The North Korean government last month reopened a South Korean-built hotel and restaurant that caters to tourists, according to Choson Sinbo, a Japan-based newspaper run by the General Association of North Korean Residents in Japan.

The article, which appeared Saturday, said that the Mount Kumgang Hotel opened July 20 and that “the road to enjoy tourism has been opened ... to foreign as well as domestic tourists.”

The North also opened the Mokrangwan, a restaurant at the Mount Kumgang resort. The hotel is a North Korean facility leased on a long-term basis to Hyundai Asan. The South Korean company is currently the sole holder of the facilities’ usage rights. A source from Hyundai Asan said he had not heard any news of the resumption of tourism at Mount Kumgang and although “it is difficult to come up with a response [to North Korea], the situation is being monitored.”

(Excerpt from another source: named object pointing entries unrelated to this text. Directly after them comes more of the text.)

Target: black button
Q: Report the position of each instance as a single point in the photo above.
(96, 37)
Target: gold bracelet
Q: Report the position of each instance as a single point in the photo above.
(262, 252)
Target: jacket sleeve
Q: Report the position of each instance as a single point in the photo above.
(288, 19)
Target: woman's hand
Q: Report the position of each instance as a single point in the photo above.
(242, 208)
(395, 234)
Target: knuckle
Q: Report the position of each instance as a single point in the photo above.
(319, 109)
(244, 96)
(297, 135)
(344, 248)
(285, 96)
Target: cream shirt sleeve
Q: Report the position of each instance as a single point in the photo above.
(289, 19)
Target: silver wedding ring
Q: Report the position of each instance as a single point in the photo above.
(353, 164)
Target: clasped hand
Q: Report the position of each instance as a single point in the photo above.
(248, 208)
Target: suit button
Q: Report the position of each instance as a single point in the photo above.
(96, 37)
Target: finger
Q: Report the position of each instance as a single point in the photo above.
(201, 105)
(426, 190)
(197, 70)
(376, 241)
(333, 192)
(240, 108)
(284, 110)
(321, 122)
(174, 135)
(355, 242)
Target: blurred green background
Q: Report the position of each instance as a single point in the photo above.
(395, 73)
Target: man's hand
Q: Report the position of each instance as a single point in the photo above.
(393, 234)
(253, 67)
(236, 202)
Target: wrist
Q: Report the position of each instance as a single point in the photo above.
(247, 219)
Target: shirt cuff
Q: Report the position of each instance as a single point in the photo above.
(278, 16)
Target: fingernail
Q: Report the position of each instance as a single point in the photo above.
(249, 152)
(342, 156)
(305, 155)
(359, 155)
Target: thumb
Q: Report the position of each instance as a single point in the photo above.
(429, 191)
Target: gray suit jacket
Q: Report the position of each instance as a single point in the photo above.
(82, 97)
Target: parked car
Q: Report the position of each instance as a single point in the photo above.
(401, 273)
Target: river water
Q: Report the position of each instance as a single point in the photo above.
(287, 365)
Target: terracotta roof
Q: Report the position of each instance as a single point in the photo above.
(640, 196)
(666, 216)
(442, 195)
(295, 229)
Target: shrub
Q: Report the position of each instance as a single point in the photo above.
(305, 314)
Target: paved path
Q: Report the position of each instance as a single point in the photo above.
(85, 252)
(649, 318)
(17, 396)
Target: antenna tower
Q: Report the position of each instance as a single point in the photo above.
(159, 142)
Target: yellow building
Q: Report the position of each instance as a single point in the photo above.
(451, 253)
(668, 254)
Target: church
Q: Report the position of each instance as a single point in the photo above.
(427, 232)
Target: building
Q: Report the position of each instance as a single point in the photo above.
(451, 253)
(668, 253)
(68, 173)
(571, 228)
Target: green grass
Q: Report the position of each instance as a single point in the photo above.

The paper quoted an official from the North Korean National Tourism Administration that official tour packages to the mountain, which include stays at the hotel, could be provided as early as next year. The article also made note of pieces of property seized by the North in the resort owned by the South’s Korea Tourism Organization and the government, such as the culture center and reunion building, which has been used for South-North family reunions. “No South Korean personnel could be seen [on the resort]...and the yard where South Korean tourists used to [gather] is now empty,” the article said.

North Korea confiscated South Korean real estate at the Mount Kumgang resort and expelled all South Korean-hired employees in April after tourism was halted in October 2008 when a South Korean tourist was shot to death by a North Korean guard.

Mount Kumgang tourism began in late 1998 as a joint effort between the two Koreas.